Moi, Mohamed Ghoulam El Hadj Cheikh, je témoigne que Mohamed Jamil Mansour est d’une moralité sans faille, d’une générosité rare, d’une modestie exceptionnelle, d’une sincérité infaillible, d’une honnêteté absolue. Je ne suis pas le seul à le connaître et à lui reconnaître tant de valeurs humaines. Je témoigne qu’il a géré avec transparence et en toute probité le parti Tawassoul et particulièrement durant les périodes de campagne électorale et l’afflux des fonds de la part des militants du Rassemblement National pour la Réforme et le Développement.
Tout au long de sa présidence des Réformistes Modérés puis de Tawassoul, Jamil a décliné toutes formes de services usuels conformément à sa fonction : ni garde de corps, ni chauffeur personnel, ni voiture de la part du parti. Sa voiture actuelle lui vient d’une autre accordée par voie de tirage au sort par l’assemblée nationale, du temps qu’il était député.
Mieux, quand il a cessé d’être député, nous lui avions demandé d’accepter un salaire conformément à ses besoins, il a demandé à recevoir 120.000 (cent vingt mille ouguiya) uniquement, à l’égal des employés à plein temps au sein du parti, qui n’ont pas d’autres activités. Et à la première crise financière, il a mis fin à son propre salaire.
Lorsqu’il était député, il était le porte-voix des victimes d’injustice, des gens lésés, des citoyens démunis. Il est clairvoyant, d’une sagacité singulière, d’une pugnacité hors pair, il était un authentique député du peuple, préoccupé par les citoyens.
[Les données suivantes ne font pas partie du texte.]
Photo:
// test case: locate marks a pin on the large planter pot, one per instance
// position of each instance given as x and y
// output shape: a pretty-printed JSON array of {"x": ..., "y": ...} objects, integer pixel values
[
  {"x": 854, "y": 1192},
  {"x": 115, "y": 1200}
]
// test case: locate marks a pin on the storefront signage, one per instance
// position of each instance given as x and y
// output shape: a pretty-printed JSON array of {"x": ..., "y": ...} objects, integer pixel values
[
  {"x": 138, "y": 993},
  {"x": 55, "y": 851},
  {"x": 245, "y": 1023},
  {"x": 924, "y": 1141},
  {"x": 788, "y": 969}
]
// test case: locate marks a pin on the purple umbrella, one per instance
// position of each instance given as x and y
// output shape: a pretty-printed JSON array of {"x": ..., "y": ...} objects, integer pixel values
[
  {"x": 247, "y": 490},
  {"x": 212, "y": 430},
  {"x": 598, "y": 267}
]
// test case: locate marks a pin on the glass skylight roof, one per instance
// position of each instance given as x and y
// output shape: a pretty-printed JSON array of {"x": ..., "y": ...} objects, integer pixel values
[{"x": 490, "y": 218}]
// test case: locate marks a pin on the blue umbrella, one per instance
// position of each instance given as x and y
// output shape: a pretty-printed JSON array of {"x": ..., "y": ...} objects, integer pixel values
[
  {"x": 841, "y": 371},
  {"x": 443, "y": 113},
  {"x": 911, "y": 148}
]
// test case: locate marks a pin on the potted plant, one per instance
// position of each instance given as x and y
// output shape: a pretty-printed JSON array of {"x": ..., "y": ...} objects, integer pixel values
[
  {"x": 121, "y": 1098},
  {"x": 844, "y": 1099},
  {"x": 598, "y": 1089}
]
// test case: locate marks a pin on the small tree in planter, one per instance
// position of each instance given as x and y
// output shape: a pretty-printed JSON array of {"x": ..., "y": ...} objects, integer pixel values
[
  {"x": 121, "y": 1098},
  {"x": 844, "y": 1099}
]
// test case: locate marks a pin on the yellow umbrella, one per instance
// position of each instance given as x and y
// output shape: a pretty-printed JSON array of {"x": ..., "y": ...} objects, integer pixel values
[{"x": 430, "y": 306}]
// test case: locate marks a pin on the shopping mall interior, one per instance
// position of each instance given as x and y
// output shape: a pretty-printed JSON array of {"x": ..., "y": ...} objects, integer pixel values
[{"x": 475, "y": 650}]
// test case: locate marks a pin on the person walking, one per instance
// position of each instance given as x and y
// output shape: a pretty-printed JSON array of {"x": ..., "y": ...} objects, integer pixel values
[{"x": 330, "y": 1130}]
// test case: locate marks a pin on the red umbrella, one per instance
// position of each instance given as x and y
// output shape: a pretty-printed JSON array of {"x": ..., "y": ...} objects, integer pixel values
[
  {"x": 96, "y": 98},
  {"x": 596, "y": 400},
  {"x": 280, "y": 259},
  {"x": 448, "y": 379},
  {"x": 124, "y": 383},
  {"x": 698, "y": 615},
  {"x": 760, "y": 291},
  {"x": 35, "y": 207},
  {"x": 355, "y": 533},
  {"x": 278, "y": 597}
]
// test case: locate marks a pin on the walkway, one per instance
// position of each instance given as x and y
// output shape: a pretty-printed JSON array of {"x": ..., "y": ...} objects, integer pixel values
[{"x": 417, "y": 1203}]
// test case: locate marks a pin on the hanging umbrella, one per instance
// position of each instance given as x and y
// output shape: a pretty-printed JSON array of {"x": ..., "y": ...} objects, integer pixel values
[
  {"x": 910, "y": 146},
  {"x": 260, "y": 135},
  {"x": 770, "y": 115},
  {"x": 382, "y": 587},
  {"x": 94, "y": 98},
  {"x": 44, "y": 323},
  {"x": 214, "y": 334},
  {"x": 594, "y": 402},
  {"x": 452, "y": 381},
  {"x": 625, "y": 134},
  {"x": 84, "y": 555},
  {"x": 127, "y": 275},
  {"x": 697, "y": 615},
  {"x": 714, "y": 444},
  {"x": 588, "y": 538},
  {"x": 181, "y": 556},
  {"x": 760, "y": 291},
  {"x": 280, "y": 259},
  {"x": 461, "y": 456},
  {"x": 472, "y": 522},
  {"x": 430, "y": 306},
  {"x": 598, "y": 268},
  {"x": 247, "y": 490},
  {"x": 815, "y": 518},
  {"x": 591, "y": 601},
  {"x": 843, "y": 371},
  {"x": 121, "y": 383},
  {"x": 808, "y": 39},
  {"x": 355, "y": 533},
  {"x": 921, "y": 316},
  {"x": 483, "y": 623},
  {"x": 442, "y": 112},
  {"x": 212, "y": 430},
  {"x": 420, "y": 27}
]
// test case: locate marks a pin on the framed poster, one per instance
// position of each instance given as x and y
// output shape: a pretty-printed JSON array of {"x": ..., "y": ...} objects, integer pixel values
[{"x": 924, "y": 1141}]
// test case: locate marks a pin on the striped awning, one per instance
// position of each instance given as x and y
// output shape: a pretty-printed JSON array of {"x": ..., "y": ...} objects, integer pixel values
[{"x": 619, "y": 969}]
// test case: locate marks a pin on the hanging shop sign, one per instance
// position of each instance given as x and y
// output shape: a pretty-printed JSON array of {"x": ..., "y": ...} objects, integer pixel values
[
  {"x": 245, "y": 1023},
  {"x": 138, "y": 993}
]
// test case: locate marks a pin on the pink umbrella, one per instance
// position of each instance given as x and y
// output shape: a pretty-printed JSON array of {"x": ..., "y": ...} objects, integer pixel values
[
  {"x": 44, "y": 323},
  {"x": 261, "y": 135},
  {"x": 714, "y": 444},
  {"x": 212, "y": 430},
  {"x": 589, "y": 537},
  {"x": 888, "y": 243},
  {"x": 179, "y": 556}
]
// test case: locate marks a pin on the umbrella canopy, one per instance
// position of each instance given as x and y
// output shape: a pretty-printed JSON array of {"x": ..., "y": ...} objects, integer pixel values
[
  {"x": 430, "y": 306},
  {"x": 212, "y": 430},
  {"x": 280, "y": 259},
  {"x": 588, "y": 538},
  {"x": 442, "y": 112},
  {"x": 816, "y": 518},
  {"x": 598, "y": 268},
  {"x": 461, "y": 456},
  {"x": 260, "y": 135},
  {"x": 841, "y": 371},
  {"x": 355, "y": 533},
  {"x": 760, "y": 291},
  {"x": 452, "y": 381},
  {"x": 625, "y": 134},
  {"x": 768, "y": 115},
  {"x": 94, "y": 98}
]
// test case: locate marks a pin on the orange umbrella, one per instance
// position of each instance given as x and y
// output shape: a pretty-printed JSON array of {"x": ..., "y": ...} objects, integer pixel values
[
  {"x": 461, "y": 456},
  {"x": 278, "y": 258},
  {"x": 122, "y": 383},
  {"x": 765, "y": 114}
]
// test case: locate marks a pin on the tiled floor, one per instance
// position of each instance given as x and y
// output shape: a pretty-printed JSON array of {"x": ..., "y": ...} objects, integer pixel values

Il était la voix limpide, claire, des islamistes, toute de vérité et de force d’argument face à l’adversaire.
Il accorde une importance particulière à la prière, jusqu’à l’attachement spirituel, c’est un homme de cœur, un homme de Dieu, imbu d’un soufisme de bon aloi. Outre un attachement particulier pour ses parents.
Ecrivain émérite, penseur avisé, l’apport de Jamil aux divers domaines de connaissance est certain, au point qu’il constitue une fierté pour la Mauritanie, dont il est le fils, comme pour l’éveil islamique, dont i lest le produit.
Le mouvement islamiste a servi de tremplin aux nombreuses aptitudes de Jamil, comme il est le creuset spirituel des Frères, leur sacrifice et leur solidarité autour de leurs dirigeants, pour le bien général. Tout cela participe du statut du guide qui se renforce par la force accumulée des siens qui lui sont fidèles. Si bien que Jamil a poussé la locomotive, l’attelage du mouvement islamiste, vers l’éveil, la conscience éclairée des approches de notre société diversifiée.
Un article rédigé à la suite de jours de fatigue ne suffit pas à cerner tous les contours de la personne de Mohamed Jamil Mansour, mais je puis affirmer qu’il compte parmi les grands réformateurs du compte islamiste moderne. En dépit de toutes ses occupations, en politique, il demeure attaché à la lecture des ouvrages tant nationaux qu’étrangers en matière de culture, de pensée…
Qu’Allah bénisse Mohamed Jamil ould Mansour.
C’était le portrait de Mohamed Jamil ould Mansour, vu par son compagnon de route Mohamed Ghoulam ould El Hadj Cheikh.